Now this man has not made any advances or wooed me but he's already acting more than a partner, infact I feel so guilty each time I see his alerts and calls. God knows I can never date him but I'm beginning to be so uncomfortable with all these. Let me not lie, it's so hard to reject his money as it usually comes at the right time.

Let me also add that he later got married but his wife left him few years into their marriage.

Honestly I'm tired and want to be free from all these.

Please am I at fault here? Or is he God sent to ease me at my times of need?
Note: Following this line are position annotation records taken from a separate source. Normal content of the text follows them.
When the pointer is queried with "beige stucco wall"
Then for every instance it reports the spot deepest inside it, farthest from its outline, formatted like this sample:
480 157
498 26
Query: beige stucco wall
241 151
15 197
Why am I feeling so guilty even though I have never requested anything from him?
Am I in trouble and what will be the end result of all these?

I am there for you. grin

1 Like 1 Share

Re: . by jeromestarks: 8:12pm On Mar 19
EreluRoz:
Don't insult him please, he's a very good man. Just not someone I can date. What do I do kos the guilt I feel is making me so uncomfortable
You're living in bondage, you don't just know it yet.

The guy isn't stupid at all. As a matter of fact, he knows what he is doing very well.

This is it.
There are some women who has good luck around them. Once you connect with such women, you can never lack.
Some wise men quickly identify these women and become generous to them. As you give her, doors open for you. Sometimes, you don't have to give such women anything, just be in her mind and you will be receiving favor left and right.
You are one of such women!

The bad news however, is that, you will never grow in life. You will never be truly happy. You will never find love. Nothing good will last in your hands.

The worst part is that, as this man has sucked the good energy out of you and using it to progress, any other man that tried to love you will have nothing to get from you than bad luck!
If you stopped collecting gifts and cash from this guy, you will only be more miserable.
If you chase him away, you will only be more miserable.
If you hate him, you will only be more miserable.
Your best option now is to marry him so that the good he has taken from you will be spent on you.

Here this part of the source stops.